Every Jew is personally obligated

An excerpt from the Chofetz Chaim’s Chomas Hadas, translated by Shmuel Elchonon Brog.

“These shall stand to bless the people on Mount Greezem… and these shall stand for the sake of the curse on Mount Aval… Cursed be he that exalts not the words of the Torah to do them; and all the people shall answer Amen.”1

Our sages tell us that all the curses were said first as blessings. Thus, they first said, “Blessed is the one who exalts the words of this Torah,” to which all twelve tribes responded with “Amen.”

This passage implies two duties. First, as our sages state clearly in several places, every Jew is personally obligated to do everything in his power to support the Torah. Further, this passage also implies that the Law of Torah must be esteemed generally.

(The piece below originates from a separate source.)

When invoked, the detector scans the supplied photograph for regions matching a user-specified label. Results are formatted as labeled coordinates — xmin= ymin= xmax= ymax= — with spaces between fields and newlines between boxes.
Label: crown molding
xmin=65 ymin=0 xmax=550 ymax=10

This latter obligation is the responsibility of Beis din because it has the power of enforcement, as it stated in the Talmud Yerushalmi Sotah: “‘Cursed be he that exalts not…’ Is the Torah then fallen [that it must be exalted and elevated]? Rabbi Shimon ben Chalafta says, this refers to the earthly Beis Din. Rabbi Yehuda and Rabbi Huna say in the name of Samuel, because of this passage Yosheyahu rent his garments and said, ‘it is my duty to exalt it!'”2

The Rambam, in his Commentary of the Torah {Dvorim, 28:26}, explains: “the palace and the governors {the Beis Din} are necessary for this elevation because it is in their power to have the Torah sustained by those who seek to destroy it. Even if one is personally a perfectly righteous man, nevertheless, if he can sustain the Torah in the hands of the wicked that disregard it {and he does not}, he is called cursed.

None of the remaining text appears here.